[Warlock o’ Glenwarlock by George MacDonald]@TWC D-Link book
Warlock o’ Glenwarlock

CHAPTER I
2/13

Even then however, you might, to be sure, most likely smell the perfume--to some nostrils it is nothing less than perfume--of a peat fire, although you might be long in finding out whence it came; for the houses, if indeed the dwellings could be called houses, were often so hard to be distinguished from the ground on which they were built, that except the smoke of fresh peats were coming pretty freely from the wide-mouthed chimney, it required an experienced eye to discover the human nest.

The valleys that opened northward produced little; there the snow might some years be seen lying on patches of oats yet green, destined now only for fodder; but where the valley ran east and west, and any tolerable ground looked to the south, there things put on a different aspect.
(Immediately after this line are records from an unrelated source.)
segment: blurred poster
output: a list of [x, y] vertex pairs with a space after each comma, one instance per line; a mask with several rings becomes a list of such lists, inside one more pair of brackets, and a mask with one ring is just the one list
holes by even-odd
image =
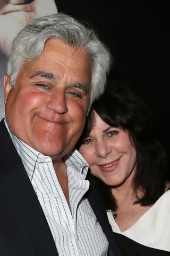
[[0, 0], [0, 121], [4, 117], [3, 76], [13, 38], [31, 20], [57, 12], [55, 0]]

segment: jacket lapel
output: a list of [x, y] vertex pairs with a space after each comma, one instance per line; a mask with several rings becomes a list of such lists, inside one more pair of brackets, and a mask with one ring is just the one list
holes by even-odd
[[3, 121], [0, 123], [0, 134], [1, 145], [4, 145], [1, 194], [33, 254], [56, 256], [43, 211]]

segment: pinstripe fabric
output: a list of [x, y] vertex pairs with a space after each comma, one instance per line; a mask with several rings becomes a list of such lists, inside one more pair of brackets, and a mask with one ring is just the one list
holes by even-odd
[[75, 150], [65, 159], [71, 212], [50, 157], [35, 150], [8, 131], [41, 204], [59, 255], [106, 255], [108, 242], [89, 202], [83, 197], [89, 187], [85, 180], [88, 166], [84, 158]]

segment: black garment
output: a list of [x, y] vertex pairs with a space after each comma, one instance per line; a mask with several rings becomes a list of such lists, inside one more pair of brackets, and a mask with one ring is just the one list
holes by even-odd
[[[120, 234], [114, 233], [123, 255], [129, 256], [168, 256], [170, 252], [142, 245]], [[169, 241], [170, 242], [170, 241]]]

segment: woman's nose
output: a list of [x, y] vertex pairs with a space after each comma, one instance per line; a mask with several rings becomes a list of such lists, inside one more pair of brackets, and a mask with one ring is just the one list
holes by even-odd
[[111, 151], [110, 147], [108, 145], [107, 141], [101, 140], [96, 144], [96, 154], [98, 157], [105, 158]]

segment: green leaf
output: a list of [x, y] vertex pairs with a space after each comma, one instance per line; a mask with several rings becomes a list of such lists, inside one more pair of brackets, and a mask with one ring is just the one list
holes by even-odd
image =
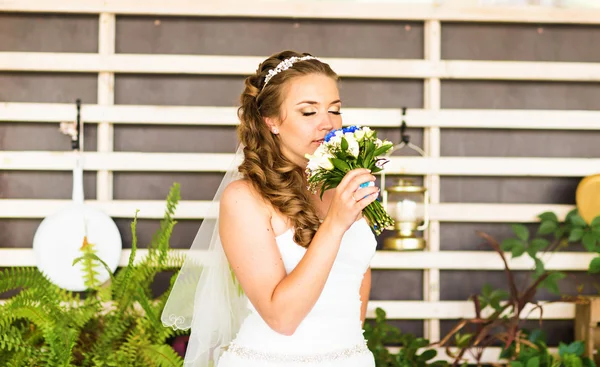
[[485, 283], [483, 285], [483, 288], [481, 288], [481, 294], [484, 297], [490, 297], [490, 295], [492, 294], [492, 285], [490, 283]]
[[558, 223], [558, 217], [556, 216], [556, 214], [554, 212], [544, 212], [544, 213], [538, 215], [538, 218], [540, 218], [540, 220], [542, 222], [550, 220], [550, 221]]
[[558, 228], [558, 224], [553, 221], [544, 221], [540, 224], [540, 228], [538, 229], [539, 234], [550, 234], [556, 231]]
[[542, 262], [542, 260], [535, 258], [535, 271], [533, 272], [534, 277], [537, 279], [545, 272], [546, 269], [544, 268], [544, 263]]
[[560, 294], [560, 290], [558, 288], [558, 281], [564, 277], [565, 277], [565, 274], [561, 273], [561, 272], [551, 273], [540, 284], [540, 287], [546, 288], [550, 293]]
[[425, 362], [425, 361], [435, 358], [436, 355], [437, 355], [437, 352], [435, 351], [435, 349], [429, 349], [429, 350], [426, 350], [423, 353], [421, 353], [418, 360]]
[[342, 152], [348, 150], [348, 141], [346, 138], [342, 137], [342, 143], [340, 144], [340, 147], [342, 148]]
[[538, 341], [546, 342], [546, 334], [541, 329], [535, 329], [529, 334], [528, 339], [532, 343], [537, 343]]
[[596, 247], [596, 235], [592, 232], [586, 232], [581, 239], [581, 243], [583, 243], [586, 250], [593, 252]]
[[568, 350], [569, 346], [566, 345], [563, 342], [558, 343], [558, 355], [559, 356], [564, 356], [565, 354], [567, 354], [567, 350]]
[[524, 246], [523, 241], [516, 238], [507, 238], [500, 244], [504, 251], [512, 251], [515, 246]]
[[333, 166], [339, 170], [341, 170], [342, 172], [348, 172], [350, 171], [350, 166], [348, 165], [348, 163], [344, 162], [341, 159], [338, 158], [330, 158], [329, 160], [331, 160], [331, 163], [333, 164]]
[[597, 256], [590, 261], [590, 268], [588, 272], [591, 274], [600, 273], [600, 256]]
[[574, 228], [569, 235], [569, 242], [577, 242], [583, 237], [583, 228]]
[[540, 366], [540, 357], [533, 357], [527, 361], [527, 367], [539, 367]]
[[522, 224], [513, 224], [512, 230], [515, 232], [515, 235], [523, 241], [527, 241], [529, 239], [529, 230]]
[[524, 244], [522, 244], [522, 243], [519, 243], [519, 245], [517, 245], [517, 246], [514, 246], [514, 247], [512, 248], [512, 250], [511, 250], [511, 252], [512, 252], [512, 257], [513, 257], [513, 258], [517, 258], [517, 257], [519, 257], [519, 256], [523, 255], [523, 254], [525, 253], [525, 250], [526, 250], [526, 248], [525, 248], [525, 245], [524, 245]]
[[535, 258], [535, 255], [540, 251], [545, 249], [550, 245], [550, 242], [545, 238], [535, 238], [531, 241], [531, 244], [527, 248], [527, 253], [532, 258]]
[[587, 222], [579, 214], [575, 214], [575, 215], [571, 216], [570, 219], [571, 219], [571, 224], [573, 224], [576, 227], [584, 227], [584, 228], [587, 227]]
[[580, 357], [583, 354], [584, 350], [585, 348], [583, 345], [583, 341], [581, 340], [576, 340], [569, 344], [569, 346], [567, 347], [567, 351], [569, 354], [574, 354], [578, 357]]
[[390, 144], [380, 146], [379, 148], [375, 149], [375, 152], [373, 152], [373, 157], [378, 157], [378, 156], [382, 155], [383, 153], [392, 149], [392, 147], [393, 147], [393, 145], [390, 145]]

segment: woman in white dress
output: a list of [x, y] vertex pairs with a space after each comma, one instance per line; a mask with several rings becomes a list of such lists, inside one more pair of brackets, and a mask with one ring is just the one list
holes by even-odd
[[[360, 187], [375, 177], [352, 170], [321, 200], [307, 190], [305, 176], [305, 155], [342, 126], [337, 80], [326, 63], [284, 51], [245, 81], [241, 179], [224, 188], [215, 228], [245, 311], [230, 307], [243, 314], [241, 325], [233, 322], [226, 336], [215, 337], [222, 322], [196, 310], [188, 347], [190, 353], [194, 343], [218, 340], [211, 345], [217, 367], [375, 366], [362, 326], [376, 240], [361, 211], [379, 189]], [[196, 292], [204, 294], [196, 295], [196, 308], [205, 307], [209, 293]], [[194, 328], [213, 331], [194, 337]], [[205, 366], [188, 357], [186, 365]]]

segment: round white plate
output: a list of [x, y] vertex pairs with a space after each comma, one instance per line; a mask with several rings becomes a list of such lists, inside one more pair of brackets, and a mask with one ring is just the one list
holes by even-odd
[[[33, 250], [38, 269], [61, 288], [83, 291], [82, 262], [73, 266], [73, 260], [83, 255], [84, 238], [94, 245], [96, 255], [117, 269], [121, 257], [121, 234], [112, 218], [85, 204], [70, 204], [46, 217], [33, 238]], [[104, 267], [96, 267], [101, 283], [110, 279]]]

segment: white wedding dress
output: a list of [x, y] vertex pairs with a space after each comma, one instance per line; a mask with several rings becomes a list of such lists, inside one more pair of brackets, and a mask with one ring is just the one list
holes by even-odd
[[[306, 249], [290, 229], [277, 237], [286, 272]], [[377, 243], [364, 219], [344, 234], [319, 300], [293, 335], [273, 331], [252, 305], [218, 367], [374, 367], [360, 321], [360, 285]]]

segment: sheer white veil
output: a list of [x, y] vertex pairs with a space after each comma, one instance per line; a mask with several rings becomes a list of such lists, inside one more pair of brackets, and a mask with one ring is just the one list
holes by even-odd
[[[192, 329], [184, 365], [216, 365], [223, 348], [248, 314], [248, 299], [227, 262], [219, 236], [219, 200], [227, 185], [241, 178], [243, 146], [235, 157], [202, 221], [161, 315], [163, 325]], [[210, 218], [212, 217], [212, 218]]]

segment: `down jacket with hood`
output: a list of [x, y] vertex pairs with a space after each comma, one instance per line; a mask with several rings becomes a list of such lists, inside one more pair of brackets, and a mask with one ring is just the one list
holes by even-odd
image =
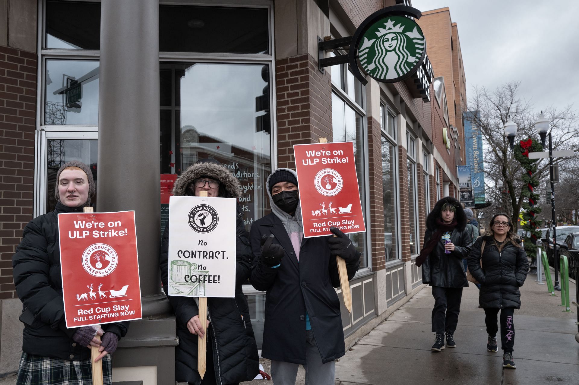
[[[225, 167], [215, 163], [197, 163], [189, 166], [177, 178], [173, 187], [175, 196], [193, 196], [190, 188], [198, 178], [210, 178], [221, 182], [219, 196], [237, 198], [241, 195], [239, 181]], [[259, 372], [257, 345], [249, 313], [247, 300], [241, 290], [242, 284], [250, 276], [251, 250], [248, 233], [243, 225], [243, 214], [237, 207], [236, 225], [236, 261], [235, 298], [208, 298], [207, 308], [212, 340], [207, 340], [208, 349], [212, 349], [215, 380], [217, 384], [230, 384], [248, 381]], [[165, 228], [161, 243], [161, 279], [167, 294], [168, 263], [168, 225]], [[175, 353], [175, 380], [199, 385], [201, 378], [197, 371], [197, 336], [187, 329], [187, 322], [197, 316], [199, 307], [193, 298], [168, 296], [177, 319], [179, 345]], [[210, 347], [211, 347], [210, 348]], [[206, 373], [206, 376], [213, 373]]]
[[[482, 255], [481, 248], [486, 241]], [[521, 292], [529, 271], [527, 254], [521, 247], [506, 241], [499, 251], [494, 238], [485, 235], [472, 245], [468, 255], [468, 271], [481, 284], [478, 302], [485, 309], [521, 309]]]
[[[280, 170], [297, 179], [289, 168], [278, 168], [274, 173]], [[269, 188], [267, 193], [273, 212], [254, 222], [251, 236], [254, 268], [250, 280], [255, 289], [266, 292], [262, 357], [305, 364], [307, 312], [322, 362], [334, 361], [344, 355], [345, 347], [340, 301], [334, 288], [340, 285], [340, 280], [336, 258], [330, 255], [329, 237], [303, 238], [298, 261], [284, 223], [297, 221], [301, 226], [300, 205], [292, 217], [274, 204]], [[285, 251], [275, 268], [260, 262], [261, 240], [270, 234]], [[348, 279], [354, 277], [359, 266], [359, 259], [346, 264]]]
[[422, 265], [422, 282], [431, 286], [441, 287], [467, 287], [468, 281], [462, 260], [467, 258], [470, 251], [471, 234], [466, 229], [467, 217], [464, 211], [457, 200], [446, 197], [437, 202], [434, 208], [426, 218], [426, 231], [423, 247], [430, 240], [433, 233], [436, 232], [436, 220], [440, 218], [442, 206], [447, 202], [453, 204], [456, 209], [455, 218], [457, 225], [450, 235], [450, 240], [455, 245], [455, 250], [450, 254], [445, 254], [444, 244], [442, 241], [437, 243]]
There the graceful oats would wave and rustle in the ripening wind, and in the small gardens would lurk a few cherished strawberries, while potatoes and peas would be tolerably plentiful in their season.
Upon a natural terrace in such a slope to the south, stood Castle Warlock.

But it turned no smiling face to the region whence came the warmth and the growth.

A more grim, repellant, unlovely building would be hard to find; and yet, from its extreme simplicity, its utter indifference to its own looks, its repose, its weight, and its gray historical consciousness, no one who loved houses would have thought of calling it ugly.